When I was in my 20s I was much tougher. Two of my former students (both in their 40s now!!!) have joked with me recently about times I sent them home, one time each, for not practicing.
On both occasions I told them: "Come back next week when you have practiced."
And both told me they are very glad I did it. It taught them a lesson.
But these days I *try* to make my points more subtly. Two days ago, I think, a six year-old told me that he didn't want to do what I told him to do first. All my students use a keyboard chart, mine, and they have to play through one piece without it, saying every note name. It is my way of testing to make sure that they are absorbing the note names. I tell them that the chart is "training wheels" and we have to get rid of those "training wheels" as soon as possible.

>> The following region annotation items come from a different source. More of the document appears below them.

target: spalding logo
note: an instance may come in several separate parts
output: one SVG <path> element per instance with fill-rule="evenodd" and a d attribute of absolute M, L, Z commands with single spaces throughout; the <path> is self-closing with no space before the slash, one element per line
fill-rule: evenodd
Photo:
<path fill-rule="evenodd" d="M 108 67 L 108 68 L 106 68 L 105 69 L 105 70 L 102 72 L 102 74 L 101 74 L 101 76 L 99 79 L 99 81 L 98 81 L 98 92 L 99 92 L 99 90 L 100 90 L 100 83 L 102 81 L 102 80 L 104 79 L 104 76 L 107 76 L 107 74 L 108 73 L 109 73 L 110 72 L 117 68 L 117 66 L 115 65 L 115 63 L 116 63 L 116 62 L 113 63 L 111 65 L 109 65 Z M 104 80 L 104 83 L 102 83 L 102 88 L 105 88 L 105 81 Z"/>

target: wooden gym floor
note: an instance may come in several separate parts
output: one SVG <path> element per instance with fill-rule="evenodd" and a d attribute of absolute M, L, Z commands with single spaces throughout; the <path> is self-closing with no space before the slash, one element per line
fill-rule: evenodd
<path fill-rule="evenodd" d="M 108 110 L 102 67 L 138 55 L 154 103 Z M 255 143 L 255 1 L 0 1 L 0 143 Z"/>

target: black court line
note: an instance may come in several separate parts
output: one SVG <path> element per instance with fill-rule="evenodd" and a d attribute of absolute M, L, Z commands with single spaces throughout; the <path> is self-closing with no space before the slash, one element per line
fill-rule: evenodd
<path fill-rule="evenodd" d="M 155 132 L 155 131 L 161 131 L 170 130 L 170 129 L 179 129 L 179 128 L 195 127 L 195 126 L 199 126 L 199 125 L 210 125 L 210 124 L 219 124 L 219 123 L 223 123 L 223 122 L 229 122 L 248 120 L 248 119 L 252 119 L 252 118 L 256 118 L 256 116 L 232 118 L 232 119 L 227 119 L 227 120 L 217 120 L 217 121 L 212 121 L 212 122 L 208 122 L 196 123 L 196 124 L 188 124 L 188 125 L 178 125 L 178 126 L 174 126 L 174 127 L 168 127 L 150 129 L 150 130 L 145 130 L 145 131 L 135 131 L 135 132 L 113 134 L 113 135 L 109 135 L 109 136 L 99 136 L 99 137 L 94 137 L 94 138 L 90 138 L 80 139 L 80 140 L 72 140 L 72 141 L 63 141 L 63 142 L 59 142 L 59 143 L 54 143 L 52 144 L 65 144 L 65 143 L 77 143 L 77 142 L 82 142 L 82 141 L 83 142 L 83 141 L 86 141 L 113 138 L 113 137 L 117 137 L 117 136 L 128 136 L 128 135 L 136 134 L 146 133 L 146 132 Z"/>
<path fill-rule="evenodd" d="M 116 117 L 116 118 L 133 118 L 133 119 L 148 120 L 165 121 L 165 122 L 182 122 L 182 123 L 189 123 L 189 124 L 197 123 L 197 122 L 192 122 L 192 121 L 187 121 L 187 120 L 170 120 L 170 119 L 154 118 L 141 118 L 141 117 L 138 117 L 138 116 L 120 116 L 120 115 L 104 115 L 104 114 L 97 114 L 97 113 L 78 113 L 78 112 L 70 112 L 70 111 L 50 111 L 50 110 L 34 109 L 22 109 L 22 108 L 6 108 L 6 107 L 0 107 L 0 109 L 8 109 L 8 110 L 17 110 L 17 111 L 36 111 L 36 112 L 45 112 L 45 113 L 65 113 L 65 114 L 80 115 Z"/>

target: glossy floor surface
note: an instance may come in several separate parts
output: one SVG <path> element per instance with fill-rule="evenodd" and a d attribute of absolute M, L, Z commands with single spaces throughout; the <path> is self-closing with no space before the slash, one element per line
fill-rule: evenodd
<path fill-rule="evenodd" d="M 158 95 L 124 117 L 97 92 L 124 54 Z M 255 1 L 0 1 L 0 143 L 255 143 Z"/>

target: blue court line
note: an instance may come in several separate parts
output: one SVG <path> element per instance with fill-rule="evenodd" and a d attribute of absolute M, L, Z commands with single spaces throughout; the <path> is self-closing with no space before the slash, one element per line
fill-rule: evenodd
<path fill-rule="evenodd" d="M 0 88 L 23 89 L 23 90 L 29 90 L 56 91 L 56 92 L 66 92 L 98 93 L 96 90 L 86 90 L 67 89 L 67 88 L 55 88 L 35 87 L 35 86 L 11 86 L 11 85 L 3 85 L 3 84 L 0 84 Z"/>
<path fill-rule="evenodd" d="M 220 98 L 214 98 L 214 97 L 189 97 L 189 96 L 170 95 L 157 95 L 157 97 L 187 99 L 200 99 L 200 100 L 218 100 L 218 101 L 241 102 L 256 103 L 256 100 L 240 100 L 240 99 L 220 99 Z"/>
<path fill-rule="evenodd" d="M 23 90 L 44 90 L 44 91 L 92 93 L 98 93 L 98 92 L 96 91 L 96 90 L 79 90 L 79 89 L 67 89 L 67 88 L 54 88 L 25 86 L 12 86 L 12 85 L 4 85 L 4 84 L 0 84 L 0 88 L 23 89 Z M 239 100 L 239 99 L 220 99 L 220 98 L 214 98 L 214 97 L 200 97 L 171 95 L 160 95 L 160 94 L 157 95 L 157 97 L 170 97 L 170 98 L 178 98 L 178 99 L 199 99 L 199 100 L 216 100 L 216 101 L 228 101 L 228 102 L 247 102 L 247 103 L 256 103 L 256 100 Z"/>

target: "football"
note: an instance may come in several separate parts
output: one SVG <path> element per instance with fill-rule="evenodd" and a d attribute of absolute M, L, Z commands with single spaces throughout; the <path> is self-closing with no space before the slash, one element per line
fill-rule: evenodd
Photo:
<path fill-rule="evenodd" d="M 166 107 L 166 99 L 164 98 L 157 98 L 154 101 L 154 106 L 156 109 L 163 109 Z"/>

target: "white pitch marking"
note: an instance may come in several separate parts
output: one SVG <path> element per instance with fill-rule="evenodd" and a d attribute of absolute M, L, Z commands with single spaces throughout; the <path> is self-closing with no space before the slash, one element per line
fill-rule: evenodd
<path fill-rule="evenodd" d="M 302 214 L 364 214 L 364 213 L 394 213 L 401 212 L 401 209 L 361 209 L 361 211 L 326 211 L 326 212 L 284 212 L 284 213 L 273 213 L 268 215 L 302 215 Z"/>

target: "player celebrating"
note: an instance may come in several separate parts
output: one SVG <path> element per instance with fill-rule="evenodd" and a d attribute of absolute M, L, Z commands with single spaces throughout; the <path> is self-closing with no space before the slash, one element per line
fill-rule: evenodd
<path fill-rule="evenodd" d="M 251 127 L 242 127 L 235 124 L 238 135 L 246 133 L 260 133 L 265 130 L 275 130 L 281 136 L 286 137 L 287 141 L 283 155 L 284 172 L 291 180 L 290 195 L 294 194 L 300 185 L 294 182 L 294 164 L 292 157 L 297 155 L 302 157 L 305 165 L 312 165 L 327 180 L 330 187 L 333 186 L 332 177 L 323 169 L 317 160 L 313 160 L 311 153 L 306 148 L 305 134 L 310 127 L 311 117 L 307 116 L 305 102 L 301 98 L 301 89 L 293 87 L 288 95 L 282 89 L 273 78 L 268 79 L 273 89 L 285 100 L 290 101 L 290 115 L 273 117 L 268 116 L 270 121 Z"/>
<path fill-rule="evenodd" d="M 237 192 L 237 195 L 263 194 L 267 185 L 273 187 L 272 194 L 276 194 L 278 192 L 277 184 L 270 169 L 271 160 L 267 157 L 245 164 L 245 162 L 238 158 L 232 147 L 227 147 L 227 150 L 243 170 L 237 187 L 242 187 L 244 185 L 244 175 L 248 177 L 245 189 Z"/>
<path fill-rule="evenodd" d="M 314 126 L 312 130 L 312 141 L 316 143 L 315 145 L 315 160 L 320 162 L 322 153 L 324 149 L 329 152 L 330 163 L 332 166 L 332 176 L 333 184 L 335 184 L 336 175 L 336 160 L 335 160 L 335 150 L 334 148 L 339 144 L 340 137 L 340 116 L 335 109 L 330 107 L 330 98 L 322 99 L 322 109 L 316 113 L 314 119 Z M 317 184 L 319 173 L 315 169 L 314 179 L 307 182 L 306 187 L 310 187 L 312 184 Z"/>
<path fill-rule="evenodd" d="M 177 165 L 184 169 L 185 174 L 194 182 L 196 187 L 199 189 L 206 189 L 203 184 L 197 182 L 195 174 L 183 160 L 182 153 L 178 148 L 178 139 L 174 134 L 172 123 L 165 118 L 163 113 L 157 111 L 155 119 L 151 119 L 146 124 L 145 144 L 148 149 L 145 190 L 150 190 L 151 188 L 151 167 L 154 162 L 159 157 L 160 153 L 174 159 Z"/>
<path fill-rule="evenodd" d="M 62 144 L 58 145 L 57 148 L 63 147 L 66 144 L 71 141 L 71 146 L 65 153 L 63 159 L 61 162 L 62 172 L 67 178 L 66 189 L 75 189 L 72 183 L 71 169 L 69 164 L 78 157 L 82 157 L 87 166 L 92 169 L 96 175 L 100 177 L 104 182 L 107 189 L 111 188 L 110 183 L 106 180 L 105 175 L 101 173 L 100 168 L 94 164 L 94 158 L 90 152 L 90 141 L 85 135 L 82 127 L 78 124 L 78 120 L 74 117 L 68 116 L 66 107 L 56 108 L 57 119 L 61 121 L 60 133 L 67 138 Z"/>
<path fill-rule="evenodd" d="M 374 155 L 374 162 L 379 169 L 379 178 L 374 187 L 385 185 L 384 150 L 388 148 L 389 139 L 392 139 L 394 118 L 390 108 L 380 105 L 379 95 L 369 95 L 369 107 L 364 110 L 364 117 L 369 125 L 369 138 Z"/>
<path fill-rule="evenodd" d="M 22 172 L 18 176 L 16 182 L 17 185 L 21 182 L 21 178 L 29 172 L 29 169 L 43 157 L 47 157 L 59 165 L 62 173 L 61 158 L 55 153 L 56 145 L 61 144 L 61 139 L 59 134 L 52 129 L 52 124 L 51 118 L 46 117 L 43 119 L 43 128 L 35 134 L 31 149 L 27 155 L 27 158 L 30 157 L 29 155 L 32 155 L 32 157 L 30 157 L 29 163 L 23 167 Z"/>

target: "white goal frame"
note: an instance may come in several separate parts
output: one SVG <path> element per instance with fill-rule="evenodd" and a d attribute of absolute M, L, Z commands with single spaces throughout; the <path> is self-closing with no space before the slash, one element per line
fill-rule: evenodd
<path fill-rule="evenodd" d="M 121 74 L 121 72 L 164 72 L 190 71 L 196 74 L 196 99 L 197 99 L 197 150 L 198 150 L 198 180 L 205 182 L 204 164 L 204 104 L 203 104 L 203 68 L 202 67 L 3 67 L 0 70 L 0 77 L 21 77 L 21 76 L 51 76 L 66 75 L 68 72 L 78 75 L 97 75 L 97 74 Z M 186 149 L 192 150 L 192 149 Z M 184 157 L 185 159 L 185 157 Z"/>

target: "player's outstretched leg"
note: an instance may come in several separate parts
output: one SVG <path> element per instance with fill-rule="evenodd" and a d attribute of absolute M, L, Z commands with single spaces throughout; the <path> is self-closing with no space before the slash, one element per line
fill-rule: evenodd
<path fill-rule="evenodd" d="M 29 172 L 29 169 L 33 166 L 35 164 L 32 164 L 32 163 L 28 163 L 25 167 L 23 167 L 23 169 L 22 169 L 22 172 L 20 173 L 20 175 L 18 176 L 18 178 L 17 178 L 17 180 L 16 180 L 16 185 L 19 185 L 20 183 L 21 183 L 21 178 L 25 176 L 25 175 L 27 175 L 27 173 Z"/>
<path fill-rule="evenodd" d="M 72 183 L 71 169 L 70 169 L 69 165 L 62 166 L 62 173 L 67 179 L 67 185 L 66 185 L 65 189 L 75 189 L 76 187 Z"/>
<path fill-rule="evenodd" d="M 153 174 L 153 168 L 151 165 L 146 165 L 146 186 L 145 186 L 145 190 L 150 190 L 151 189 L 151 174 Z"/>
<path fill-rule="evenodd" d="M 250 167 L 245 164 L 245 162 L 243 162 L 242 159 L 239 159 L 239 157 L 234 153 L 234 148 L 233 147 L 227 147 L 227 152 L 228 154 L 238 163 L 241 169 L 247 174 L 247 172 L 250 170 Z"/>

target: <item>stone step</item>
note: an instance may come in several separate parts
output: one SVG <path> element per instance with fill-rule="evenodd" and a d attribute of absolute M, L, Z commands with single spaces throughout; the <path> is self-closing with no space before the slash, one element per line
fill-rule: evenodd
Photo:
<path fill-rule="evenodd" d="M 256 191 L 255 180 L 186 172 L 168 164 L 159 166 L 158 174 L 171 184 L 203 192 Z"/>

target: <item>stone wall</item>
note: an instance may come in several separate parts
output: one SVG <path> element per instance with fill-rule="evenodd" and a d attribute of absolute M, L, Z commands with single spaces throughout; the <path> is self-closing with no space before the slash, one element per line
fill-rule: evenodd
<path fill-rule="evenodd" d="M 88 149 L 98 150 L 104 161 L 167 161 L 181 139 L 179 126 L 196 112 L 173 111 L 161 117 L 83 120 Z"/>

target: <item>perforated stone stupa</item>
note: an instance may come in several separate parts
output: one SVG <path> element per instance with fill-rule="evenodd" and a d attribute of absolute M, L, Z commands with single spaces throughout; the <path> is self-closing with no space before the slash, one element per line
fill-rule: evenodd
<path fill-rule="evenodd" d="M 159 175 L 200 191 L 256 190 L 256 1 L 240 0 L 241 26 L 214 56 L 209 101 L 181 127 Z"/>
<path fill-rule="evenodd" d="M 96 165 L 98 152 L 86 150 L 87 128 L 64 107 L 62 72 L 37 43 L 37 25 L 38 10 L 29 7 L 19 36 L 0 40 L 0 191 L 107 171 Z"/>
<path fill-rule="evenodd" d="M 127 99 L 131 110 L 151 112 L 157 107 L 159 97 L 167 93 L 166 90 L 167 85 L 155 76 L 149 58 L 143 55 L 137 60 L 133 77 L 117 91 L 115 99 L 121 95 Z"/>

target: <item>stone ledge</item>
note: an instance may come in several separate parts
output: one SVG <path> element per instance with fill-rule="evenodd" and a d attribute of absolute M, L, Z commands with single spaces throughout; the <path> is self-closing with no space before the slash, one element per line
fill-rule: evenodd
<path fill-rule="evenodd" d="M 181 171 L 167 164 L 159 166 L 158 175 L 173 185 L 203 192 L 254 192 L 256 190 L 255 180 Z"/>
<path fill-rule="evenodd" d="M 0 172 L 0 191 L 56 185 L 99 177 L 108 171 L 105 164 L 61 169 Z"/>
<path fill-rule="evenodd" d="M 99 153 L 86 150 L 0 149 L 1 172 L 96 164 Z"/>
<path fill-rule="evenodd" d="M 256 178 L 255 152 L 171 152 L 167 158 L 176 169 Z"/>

So while I am working ahead, with the chart, I review every page, one by one, from the beginning, with OUT the chart and with counting. I then push to "catch up" to the front of the book, which I am creating in each lesson with my own materials, until all old pages have been covered, note reading is solid, counting is solid.
So when the six year-old said he didn't want to do the page with the notes, as I asked him to, and his mother (part of the lesson) said she hasn't been doing it because he "resists", I told him:
"You don't have to do the notes if you don't want to. But you will have to work with another teacher."
I smiled. But I was totally serious!
Some things are not negotiable. Some things CAN'T be negotiable, and if we don't hold our ground now, we don't have a chance of teaching in a productive way, ever.